Le site stratégique de la GDIZ est au cœur d’une enquête judiciaire qui vient de connaître une avancée majeure. Ce mardi 13 janvier 2026, les services de police ont procédé à l’interpellation de cinq suspects impliqués dans un réseau de vol et de recel de câbles électriques. Ces derniers sont accusés d’avoir démantelé des installations vitales pour en extraire le cuivre, destiné au marché noir.

Une opération ciblée

L’intervention policière a été déclenchée suite à des plaintes récurrentes concernant des interruptions de service et des disparitions de matériels électriques sur le site. Les investigations ont permis de remonter la filière, partant des exécutants opérant sur le terrain jusqu’aux receleurs chargés d’écouler le butin. Cette interpellation intervient dans un climat de vigilance renforcée autour des infrastructures d’État, alors que la Police multiplie les patrouilles pour sécuriser les zones de production.

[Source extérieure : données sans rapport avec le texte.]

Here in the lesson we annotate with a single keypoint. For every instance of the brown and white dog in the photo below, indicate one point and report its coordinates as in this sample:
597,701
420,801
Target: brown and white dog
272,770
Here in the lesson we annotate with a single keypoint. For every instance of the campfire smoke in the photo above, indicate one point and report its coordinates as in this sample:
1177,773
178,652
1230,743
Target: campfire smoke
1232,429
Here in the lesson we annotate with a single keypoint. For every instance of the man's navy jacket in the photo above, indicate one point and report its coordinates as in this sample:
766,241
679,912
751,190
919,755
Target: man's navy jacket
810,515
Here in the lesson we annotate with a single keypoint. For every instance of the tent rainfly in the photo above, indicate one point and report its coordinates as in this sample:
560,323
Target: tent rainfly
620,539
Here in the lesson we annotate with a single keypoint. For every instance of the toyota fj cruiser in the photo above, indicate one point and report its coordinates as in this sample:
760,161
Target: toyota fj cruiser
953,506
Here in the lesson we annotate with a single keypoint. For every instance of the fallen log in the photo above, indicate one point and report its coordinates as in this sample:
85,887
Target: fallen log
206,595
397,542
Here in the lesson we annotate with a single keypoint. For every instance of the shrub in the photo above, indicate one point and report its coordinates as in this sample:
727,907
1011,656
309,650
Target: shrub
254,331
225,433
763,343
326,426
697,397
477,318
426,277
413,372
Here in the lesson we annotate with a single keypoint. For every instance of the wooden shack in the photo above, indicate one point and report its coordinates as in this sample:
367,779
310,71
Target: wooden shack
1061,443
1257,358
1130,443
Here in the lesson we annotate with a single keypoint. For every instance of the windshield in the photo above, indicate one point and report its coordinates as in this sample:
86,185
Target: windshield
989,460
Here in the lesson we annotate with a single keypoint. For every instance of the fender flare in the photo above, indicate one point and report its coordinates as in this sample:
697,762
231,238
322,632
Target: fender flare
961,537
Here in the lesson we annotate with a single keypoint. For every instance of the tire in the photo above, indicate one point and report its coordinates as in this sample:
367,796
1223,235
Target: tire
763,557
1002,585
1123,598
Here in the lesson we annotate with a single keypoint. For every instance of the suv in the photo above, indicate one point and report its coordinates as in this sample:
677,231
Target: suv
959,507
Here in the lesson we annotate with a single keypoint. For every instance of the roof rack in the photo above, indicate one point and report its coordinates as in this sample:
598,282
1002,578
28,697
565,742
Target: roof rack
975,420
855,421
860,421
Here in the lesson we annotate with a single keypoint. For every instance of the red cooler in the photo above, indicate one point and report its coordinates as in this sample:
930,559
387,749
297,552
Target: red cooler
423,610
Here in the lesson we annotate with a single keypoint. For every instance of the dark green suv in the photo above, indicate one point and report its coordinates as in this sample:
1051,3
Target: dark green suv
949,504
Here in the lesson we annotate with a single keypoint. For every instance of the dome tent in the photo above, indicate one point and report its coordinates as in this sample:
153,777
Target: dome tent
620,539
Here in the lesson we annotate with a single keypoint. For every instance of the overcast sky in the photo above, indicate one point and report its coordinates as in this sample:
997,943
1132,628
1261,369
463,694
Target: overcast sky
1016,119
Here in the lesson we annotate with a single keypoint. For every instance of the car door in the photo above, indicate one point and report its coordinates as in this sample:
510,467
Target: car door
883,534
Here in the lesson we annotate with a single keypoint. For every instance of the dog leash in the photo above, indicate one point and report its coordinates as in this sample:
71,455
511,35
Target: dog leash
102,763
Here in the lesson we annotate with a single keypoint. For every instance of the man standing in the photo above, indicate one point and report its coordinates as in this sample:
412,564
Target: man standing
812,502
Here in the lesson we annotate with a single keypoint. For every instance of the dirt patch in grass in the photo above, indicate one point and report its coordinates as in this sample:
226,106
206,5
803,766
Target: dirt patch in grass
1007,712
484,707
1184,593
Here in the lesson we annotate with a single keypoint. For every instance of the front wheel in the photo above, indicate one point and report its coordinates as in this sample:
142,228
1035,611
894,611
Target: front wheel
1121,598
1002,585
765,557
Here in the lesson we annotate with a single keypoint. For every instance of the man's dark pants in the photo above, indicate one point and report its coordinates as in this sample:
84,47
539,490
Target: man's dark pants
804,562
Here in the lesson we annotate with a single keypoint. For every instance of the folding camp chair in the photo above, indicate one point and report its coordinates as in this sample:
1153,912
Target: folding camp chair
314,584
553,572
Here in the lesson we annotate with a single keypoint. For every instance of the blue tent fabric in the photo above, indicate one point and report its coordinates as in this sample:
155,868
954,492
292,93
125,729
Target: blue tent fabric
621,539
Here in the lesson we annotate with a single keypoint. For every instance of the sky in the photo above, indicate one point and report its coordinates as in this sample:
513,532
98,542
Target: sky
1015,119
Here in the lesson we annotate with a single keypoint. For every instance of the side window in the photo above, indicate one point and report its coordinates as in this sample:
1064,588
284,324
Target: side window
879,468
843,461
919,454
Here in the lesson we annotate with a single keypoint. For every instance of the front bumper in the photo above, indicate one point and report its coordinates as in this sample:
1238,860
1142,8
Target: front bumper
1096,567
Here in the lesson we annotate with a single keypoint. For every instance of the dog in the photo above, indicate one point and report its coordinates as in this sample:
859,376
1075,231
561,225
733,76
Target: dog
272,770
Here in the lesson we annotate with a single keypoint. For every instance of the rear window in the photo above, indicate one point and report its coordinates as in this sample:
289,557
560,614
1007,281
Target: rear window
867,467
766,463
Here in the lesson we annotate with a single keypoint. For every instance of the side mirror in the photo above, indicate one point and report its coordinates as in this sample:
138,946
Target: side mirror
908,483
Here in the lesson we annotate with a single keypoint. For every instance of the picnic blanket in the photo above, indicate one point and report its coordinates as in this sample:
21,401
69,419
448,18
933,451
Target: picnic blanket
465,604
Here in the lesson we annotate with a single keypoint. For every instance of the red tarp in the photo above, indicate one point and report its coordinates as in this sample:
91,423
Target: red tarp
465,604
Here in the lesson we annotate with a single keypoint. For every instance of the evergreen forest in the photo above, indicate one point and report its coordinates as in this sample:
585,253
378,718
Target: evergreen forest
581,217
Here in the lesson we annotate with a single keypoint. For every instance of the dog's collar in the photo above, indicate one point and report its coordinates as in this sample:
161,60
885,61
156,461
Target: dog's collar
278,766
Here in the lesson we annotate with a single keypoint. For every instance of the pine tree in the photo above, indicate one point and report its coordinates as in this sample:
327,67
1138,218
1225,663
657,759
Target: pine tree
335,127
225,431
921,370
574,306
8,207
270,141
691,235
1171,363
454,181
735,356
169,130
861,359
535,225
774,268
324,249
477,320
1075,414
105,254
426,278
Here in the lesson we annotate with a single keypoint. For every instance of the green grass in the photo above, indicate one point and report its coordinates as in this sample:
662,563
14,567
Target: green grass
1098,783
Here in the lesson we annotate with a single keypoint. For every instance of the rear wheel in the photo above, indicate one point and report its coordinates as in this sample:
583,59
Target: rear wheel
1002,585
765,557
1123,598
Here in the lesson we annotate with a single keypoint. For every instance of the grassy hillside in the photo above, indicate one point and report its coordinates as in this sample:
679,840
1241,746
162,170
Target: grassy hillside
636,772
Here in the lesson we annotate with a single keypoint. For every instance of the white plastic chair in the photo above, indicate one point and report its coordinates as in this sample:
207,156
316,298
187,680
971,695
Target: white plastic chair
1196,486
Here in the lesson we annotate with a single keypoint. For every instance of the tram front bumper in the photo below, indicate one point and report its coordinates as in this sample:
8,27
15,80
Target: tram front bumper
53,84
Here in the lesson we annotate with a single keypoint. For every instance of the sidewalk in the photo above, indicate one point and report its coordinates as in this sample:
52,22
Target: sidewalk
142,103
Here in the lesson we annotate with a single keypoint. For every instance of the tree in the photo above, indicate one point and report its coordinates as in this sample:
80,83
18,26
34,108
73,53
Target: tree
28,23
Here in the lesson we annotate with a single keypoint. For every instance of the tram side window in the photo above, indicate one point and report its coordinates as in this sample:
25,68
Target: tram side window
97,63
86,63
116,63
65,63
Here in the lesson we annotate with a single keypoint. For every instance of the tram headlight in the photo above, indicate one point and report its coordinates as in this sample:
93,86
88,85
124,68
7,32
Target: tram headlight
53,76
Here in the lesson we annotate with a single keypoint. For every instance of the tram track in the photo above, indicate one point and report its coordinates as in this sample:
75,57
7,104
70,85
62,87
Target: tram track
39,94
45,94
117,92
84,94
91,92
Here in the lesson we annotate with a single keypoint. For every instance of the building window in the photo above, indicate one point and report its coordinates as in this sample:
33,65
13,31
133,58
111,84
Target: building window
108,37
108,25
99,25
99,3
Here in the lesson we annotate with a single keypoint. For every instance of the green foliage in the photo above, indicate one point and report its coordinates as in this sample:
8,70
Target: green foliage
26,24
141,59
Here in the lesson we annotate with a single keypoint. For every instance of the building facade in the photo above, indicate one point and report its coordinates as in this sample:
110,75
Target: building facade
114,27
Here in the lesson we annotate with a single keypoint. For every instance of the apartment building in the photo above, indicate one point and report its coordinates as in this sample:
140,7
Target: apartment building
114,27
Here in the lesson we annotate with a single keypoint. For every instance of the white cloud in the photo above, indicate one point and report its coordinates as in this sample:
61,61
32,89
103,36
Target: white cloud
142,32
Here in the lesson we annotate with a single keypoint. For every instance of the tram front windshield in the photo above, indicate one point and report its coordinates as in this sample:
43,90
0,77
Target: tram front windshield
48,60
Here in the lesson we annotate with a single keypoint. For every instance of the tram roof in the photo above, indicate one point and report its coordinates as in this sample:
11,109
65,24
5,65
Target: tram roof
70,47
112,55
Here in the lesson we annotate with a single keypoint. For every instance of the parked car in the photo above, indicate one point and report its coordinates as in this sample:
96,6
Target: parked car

Le cuivre, une cible de choix

Le mode opératoire du réseau consistait à sectionner des câbles sous tension ou en attente d’installation pour récupérer le cuivre, un métal dont le cours élevé alimente de nombreux trafics illicites. Ce type de forfaiture, au-delà du préjudice financier, engendre des retards considérables dans le calendrier de développement de la zone franche et perturbe le fonctionnement des usines déjà installées.

Vigilance et suite judiciaire

Les cinq mis en cause ont été placés en garde à vue et seront présentés au Procureur de la République. Ils devront répondre des chefs d’accusation de vol aggravé et de recel de biens publics. Cette affaire rappelle l’importance de la coopération entre les responsables de la GDIZ et les forces de l’ordre pour protéger ce poumon économique du Bénin.